Killing of suspects raises questions of police accountability and human rights, violating cardinal principles of criminal jurisprudence wherein the burden of proof lies on the prosecution to prove in a court of law as to the accused’s culpability in the alleged crime. Consequently, his guilt is assumed without a trial to prove whether he is indeed liable or not. Hence, the axiom of ‘presumption of innocence until proven guilty’ and the maxim of ‘audi alteram partem’ i.e., listening to the other side is conveniently nipped in the bud. 


The Supreme Court of India has ruled that acts of ‘Trigger-happy policemen” is short-cut justice providing a sense of momentary relief to the public who feel outraged by the crime. However, such extrajudicial killings avert the scrutiny from major structural issues that allow the culture of impunity and lawlessness to prevail.

 

In Extra Judicial Execution Victim Families Association and Anr vs Union of India, 2016, the Court answered the question of whether we need to know the truth about whether a police encounter is genuine or fake, and it answered in the affirmative saying that it is necessary to do so.


In Om Prakash vs State of Jharkhand, 2012, the Supreme Court tacitly recognised that police encounters are fake as it called the police personnel in the case as “trigger-happy” who kill criminals, and “project the incident as an encounter”. This shows that the court holds the police’s act of killing the criminal is that of self-defence or necessary in those circumstances, but one in which the police deliberately murders the accused while guilefully and deftly portraying the killing as an encounter. The apex court further went to the extent of calling such staged encounters as “state sponsored terrorism” and ruled that police encounters are illegal as per the criminal justice administration system. 
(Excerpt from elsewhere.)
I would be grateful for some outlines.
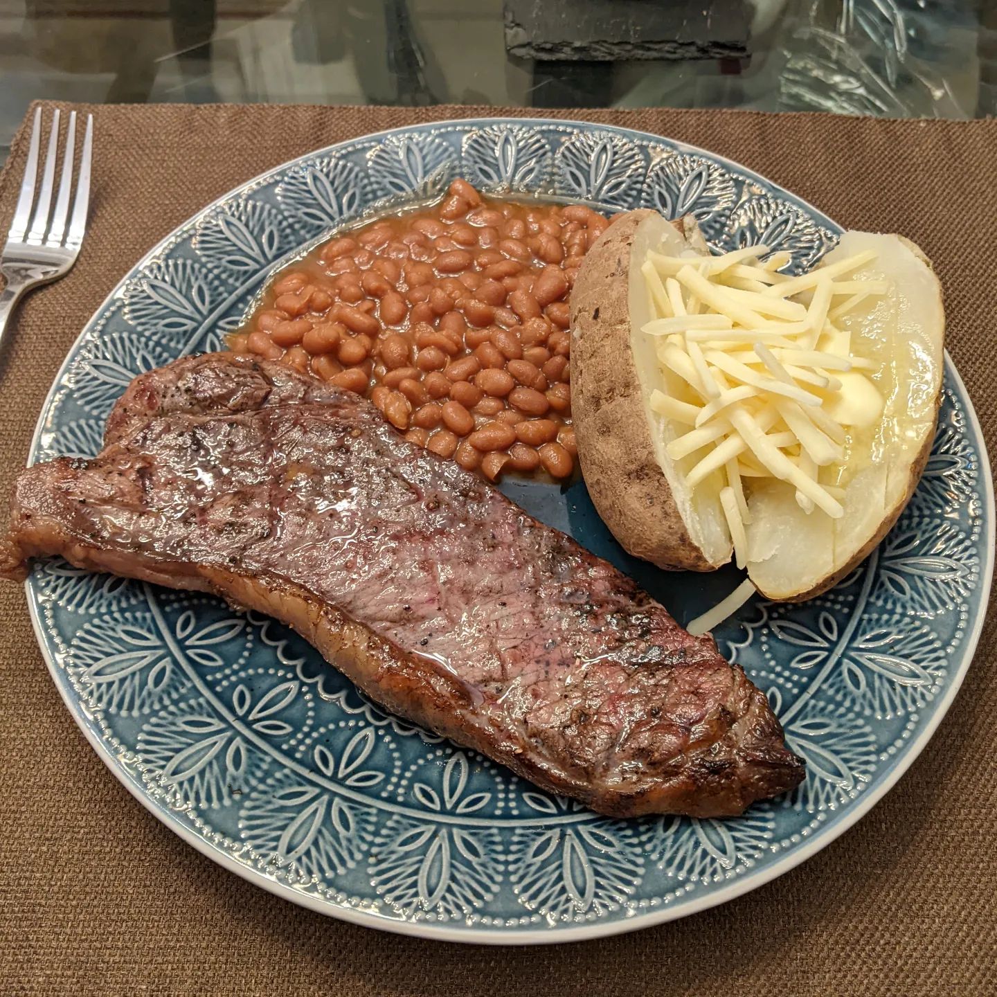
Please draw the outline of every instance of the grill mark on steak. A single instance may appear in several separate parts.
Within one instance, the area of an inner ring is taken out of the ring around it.
[[[12,510],[3,573],[60,553],[268,612],[372,699],[601,813],[736,815],[803,778],[711,638],[280,364],[137,378],[101,455],[27,470]]]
Hence, police encounters are a grave miscarriage of justice wherein the police does not have the authority or mandate to be the judge, jury and executioner as it is illegal, unjust and immoral. It also puts the state institutions, in particular, the judiciary in a bad light as people’s anger and impatience leads them to believe in swift police action which mocks the existence of the rule of law and due process. 


Police encounters do not truly serve the ends of justice as depicted as the accused along with the encounter can be faked, opening the Pandora’s box of further injustice as an innocent person can be killed while being falsely depicted as the accused and in case the real accused is killed, it has occurred by bypassing the rule of law and procedure established, which also furthers lawlessness.